The next vision Providence is working on is how to do this without boundaries, how to not only expand access to care, but to create cutting-edge, digitally enabled care that’s available anywhere — and make sure that rural patient with a liver tumor can see the right surgeon.

“We’re working to decouple care from geography so that we can break that constraint,” says Compton-Phillips. “To do this, we have to have a different business model than today. We can’t just be a hospital system.” Instead, Providence is working on building business verticals, such as for the physician enterprise, ambulatory care, and home and community services.

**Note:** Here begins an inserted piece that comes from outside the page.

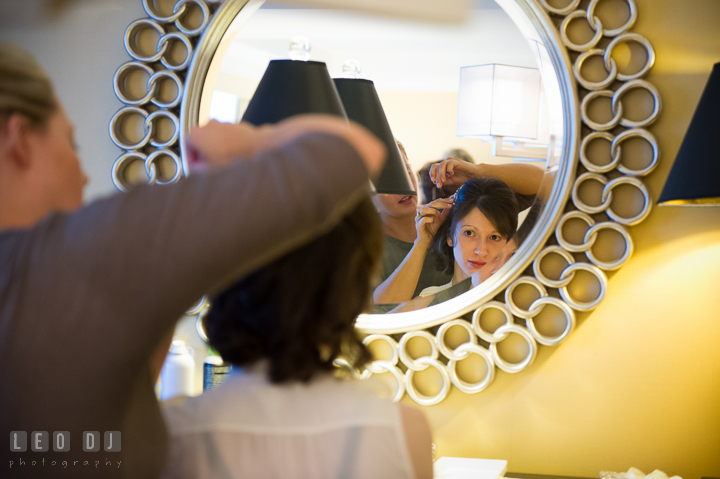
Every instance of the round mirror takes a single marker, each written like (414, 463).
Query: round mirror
(423, 73)
(591, 68)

Providence is working on retrieving data to create a sustainable business model for this digital health care; with headquarters in Seattle, and Microsoft are down the street, meaning there are a lot of data scientists in the area. Providence is leveraging these data scientists to embed AI, machine learning, and data science, and in terms of capacity is investing in tools that decouple care from geography, including a variety of apps.

The health system’s telemedicine network includes, for example, a Telestroke program in 100 hospitals. With telemedicine, Providence has been able to work around the conundrums that come with regulatory differences in different states. In addition to access to care, they’ve also developed online health professions education at the University of Providence, providing long-distance learning and simulation and matching up resources to where they’re needed so that students can stay in their rural communities rather having to move to a city.

“We’re working hard to create a system in what we call Health 2.0, going from a system that today is centered based around a hospital system and instead creating a Health 2.0 framework where we’re centering care around what patients need, supported by a competitive landscape of these health care verticals and delivered through tools that enable us to decouple geography from care,” says Compton-Phillips. “In the U.S. there’s a saying that ‘geography is destiny,’ and that’s not the way we think it should be.”

“We’re on a journey. It’s a long journey, but it’s going to be faster than we think,” says Compton-Phillips. She quotes Bill Gates: “We always overestimate the change that will occur in the next 2 years and underestimate the change that will occur in the next 10. Don’t let yourself be lulled into inaction.”

“My belief,” Compton-Phillips concludes, “is that if we continue to focus on a revolutionary vision that allows us to imagine a different future; if we focus on building the trusted networks that actually allow us to deliver change; if we rely on data, especially the sources of data we have available today that are completely different and so far beyond we’ve ever had anything before; that if we think about having the capacity — and it doesn’t take a ton, it just takes drips and drops of little bits — extra capacity in the right strategic locations; and if we make sure that there’s win/win models for everybody, that we really can deliver on our promise of health for a better world.”

From the NEJM Catalyst event China’s Changing Health Care: Global Lessons at Scale, held at Jiahui Health in Shanghai, April 25, 2019.